Figure 1 Flowchart of the study. CTA, computed tomography angiography; ACS, acute coronary syndrome; CABG, coronary artery bypass grafting.

CTA acquisition

All scans were performed on a Toshiba 320-row computed tomography scanner (Aquilion ONE, Toshiba, Tokyo, Japan). A prospective ECG gating protocol was used for the CTA scan with the following scan parameters: tube voltage was 100 or 120 kV; tube current was determined by body mass index (300–500 mA); and time resolution was 275 ms. Prior to contrast injection, the control heart rate was <80 beats/min, and patients with high heart rates underwent CTA after heart rate stabilization or were considered for beta blockers at the discretion of the treating physician. Then, 60–70 mL of iodine contrast medium (350 mg/mL iodine-containing ethanol solution) was injected at a flow rate of 4.5–5 mL/s. The reconstructed image matrix was 512*512 with a layer thickness of 0.5 mm and increments of 0.25 mm.

Coronary plaque analysis

All patient images were retrospectively analyzed using semiautomatic plaque analysis software (Vitrea version 7.6; Vital Images). The software automatically extracted the coronary artery tree and automatically identified the inner and outer diameters of the lumen, and we performed manual correction when identifying errors (Figure 2A-2C). Plaque morphological features, including vessel location, diameter stenosis (DS), length, distance from the ostium, minimal lumen area (MLA) and spotty calcification, were measured (17). Low attenuation plaque (LAP) volume, fibrous plaque (FP) volume (medium attenuation plaque), calcified plaque (CP) volume and total plaque (TP) volume were also measured (17). Plaque burden (11), wall-to-lumen volume ratio, remodeling index and positive remodeling were quantitatively calculated. A total of 13 plaque parameters were analyzed. The detailed parameter definitions are provided in the Appendix 1.
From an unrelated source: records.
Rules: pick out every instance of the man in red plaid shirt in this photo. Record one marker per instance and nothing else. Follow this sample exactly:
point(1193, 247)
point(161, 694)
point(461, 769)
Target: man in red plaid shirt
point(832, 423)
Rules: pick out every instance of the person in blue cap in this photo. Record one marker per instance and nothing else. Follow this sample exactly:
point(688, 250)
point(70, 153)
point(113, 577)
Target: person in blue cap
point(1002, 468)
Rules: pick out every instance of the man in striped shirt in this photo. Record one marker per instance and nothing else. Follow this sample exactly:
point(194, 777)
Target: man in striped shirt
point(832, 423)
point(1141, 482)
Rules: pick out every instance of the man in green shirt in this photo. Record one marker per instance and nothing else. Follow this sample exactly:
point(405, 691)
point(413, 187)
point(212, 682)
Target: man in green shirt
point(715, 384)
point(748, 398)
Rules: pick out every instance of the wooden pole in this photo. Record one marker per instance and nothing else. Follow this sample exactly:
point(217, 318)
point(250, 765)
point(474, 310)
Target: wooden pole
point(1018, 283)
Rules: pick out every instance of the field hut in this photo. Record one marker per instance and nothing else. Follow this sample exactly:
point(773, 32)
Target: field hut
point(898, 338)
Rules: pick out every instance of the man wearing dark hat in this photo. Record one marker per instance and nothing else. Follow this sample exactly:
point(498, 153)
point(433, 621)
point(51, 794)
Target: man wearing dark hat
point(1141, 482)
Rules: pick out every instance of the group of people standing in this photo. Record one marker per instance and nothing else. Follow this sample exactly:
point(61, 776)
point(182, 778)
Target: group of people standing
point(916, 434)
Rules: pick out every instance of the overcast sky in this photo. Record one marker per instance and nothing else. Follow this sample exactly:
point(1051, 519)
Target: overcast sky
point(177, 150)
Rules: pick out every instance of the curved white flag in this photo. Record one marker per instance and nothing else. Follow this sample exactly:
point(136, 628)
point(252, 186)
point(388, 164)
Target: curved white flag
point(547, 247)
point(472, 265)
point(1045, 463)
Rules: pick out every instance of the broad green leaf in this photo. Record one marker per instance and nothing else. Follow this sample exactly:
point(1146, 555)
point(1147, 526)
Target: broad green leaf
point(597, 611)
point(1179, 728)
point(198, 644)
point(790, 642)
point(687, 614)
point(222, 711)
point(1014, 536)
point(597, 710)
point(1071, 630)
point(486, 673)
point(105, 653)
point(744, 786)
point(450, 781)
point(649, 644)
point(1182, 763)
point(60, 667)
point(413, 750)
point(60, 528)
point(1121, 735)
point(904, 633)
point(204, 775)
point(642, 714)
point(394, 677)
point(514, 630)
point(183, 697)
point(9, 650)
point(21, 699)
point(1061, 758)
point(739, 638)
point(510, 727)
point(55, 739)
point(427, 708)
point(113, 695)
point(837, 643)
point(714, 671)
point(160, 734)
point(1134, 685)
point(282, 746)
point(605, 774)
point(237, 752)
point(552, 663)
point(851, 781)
Figure 2 Representative cases. (A) Curved projection reformation map. The lesion area is located between the two blue lines. The green line is the reference point, and the red line is the narrowest position of the lesion. (B) Cross-sectional view of the narrowest position of the lesion. The green area is the lumen and represents the MLA, and the red area is the LAP. The blue area is the FP, and the yellow area is the CP. (C) Plaque analysis map. (D) Hemodynamic characteristic map. (E) Proximal FAI map of the lesion. (F) Lesion-specific FAI measurement map. (G) Cross-sectional view of lesion-specific FAI. Figure shows a typical case of the culprit lesion of ACS. CTA showed RCA lesion diameter stenosis of 58%, lesion length of 1.7 mm, distance from the opening of 45.05 mm, MLA of 2.8 mm², remodeling index of 1.7, wall-to-lumen ratio of 1.68 and plaque load of 62.7% as well as LAP, FP, CP and TP volumes of 65.5, 176.5, 40 and 282 mm³, respectively, with no spotty calcification. FFRCT =0.9, ΔFFRCT =0.23, VFFRCT =0.64. The proximal FAI was −67, and the lesion-specific FAI was −45. At 283 days after CTA, the patient presented with ACS. DS, diameter stenosis; MLA, minimal lumen area; LAP, low attenuation plaque; FP, fibrous plaque; CP, calcified plaque; TP, total plaque; FAI, fat attenuation index; CTA, computed tomography angiography; ACS, acute coronary syndrome; RCA, right coronary artery; FFRCT, computed tomography-derived fractional flow reserve; ΔFFRCT, Delta FFRCT; VFFRCT, vessel FFRCT.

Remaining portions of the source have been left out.